幸せには、安心の幸せと刺激の幸せがあります。
安心としてのの幸せは
- 落ち着くこと
- 守られていること
- 無理をしなくていいこと
- 日々が安定していること
刺激としての幸せは
- 挑戦すること
- 新しい世界を見ること
- 変化を感じること
- 心が動くこと
どちらが正しいという話でなく、バランスの問題です。
安心だけでは退屈になる人もいます。
刺激だけでは疲れ切ってしまう人もいます。
自分にとっての幸せは、安心と刺激をどんな配分にしたいのか考えてみましょう。
4. 幸せを許せない理由に気づく
自分にとっての幸せを見つける方法の4つ目は、幸せを許せない理由に気づくことです。
幸せになりたいと思っていても、心の奥で幸せを受け取ることに抵抗がある場合があります。
- 自分だけ幸せになっていいのかわからない
- 幸せになると、あとで失うのが怖い
- 幸せになったら、誰かを置いていく気がする
- うまくいくほど、不安になる
- 幸せな状態に慣れていない
こうした感覚があると、幸せを望むこと自体に無意識でストップがかかってしまいます。
すると必然的に、自分にとっての幸せを考えることすら、無意識で禁じてしまうのです。
もし「自分は幸せになってはいけない」のような感覚があるなら、その理由を考えてみましょう。
幸せになるには自分への理解が必要
ここまで、幸せとは何かという問いについて、心理学や幸福研究、哲学の定義をもとに整理してきました。

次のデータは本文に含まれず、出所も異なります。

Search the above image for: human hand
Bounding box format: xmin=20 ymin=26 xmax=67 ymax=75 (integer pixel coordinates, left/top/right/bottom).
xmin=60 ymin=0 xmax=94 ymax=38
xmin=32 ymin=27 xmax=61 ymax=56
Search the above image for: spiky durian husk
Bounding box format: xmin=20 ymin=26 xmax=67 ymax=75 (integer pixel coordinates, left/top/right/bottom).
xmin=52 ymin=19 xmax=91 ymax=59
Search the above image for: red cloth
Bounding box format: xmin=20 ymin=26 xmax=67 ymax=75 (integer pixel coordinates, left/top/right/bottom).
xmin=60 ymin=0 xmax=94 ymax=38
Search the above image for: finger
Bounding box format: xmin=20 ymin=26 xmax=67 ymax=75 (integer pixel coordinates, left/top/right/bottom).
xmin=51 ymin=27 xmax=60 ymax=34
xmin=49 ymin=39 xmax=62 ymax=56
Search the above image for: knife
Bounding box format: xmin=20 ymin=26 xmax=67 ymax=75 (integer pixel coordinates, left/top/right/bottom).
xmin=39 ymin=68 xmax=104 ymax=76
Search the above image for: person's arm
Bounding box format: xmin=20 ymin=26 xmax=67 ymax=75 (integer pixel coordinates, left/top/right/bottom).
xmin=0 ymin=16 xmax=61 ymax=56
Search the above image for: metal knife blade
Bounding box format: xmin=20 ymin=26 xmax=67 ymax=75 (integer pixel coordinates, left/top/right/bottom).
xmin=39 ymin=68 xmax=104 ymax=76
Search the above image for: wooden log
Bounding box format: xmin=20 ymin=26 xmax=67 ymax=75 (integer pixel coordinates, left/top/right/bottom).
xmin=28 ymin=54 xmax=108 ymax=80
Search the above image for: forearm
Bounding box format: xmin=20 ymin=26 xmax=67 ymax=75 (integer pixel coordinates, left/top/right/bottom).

幸せは、昔から多くの人が考えてきたテーマで、心理学者や哲学者によってさまざまな定義がされてきましたが、全人類に共通する一つの答えを出しきるのは難しいものです。
だからこそ、自分にとっての幸せは何かを考えるときには、自分自身への理解が欠かせません。
ある人にとって幸せと感じられることが、自分にとっては苦痛に感じられることもあります。
多くの人が幸せだと考える生き方が、自分にとっては退屈に感じられることもあります。
その違いを無視したまま幸せを探しても、自分の心からは少しずつ離れていきます。
自分という存在を理解しながら、自分が本当に満たされる形を少しずつ見つけていくことで「幸せ」という感覚を深く感じられるようになるでしょう。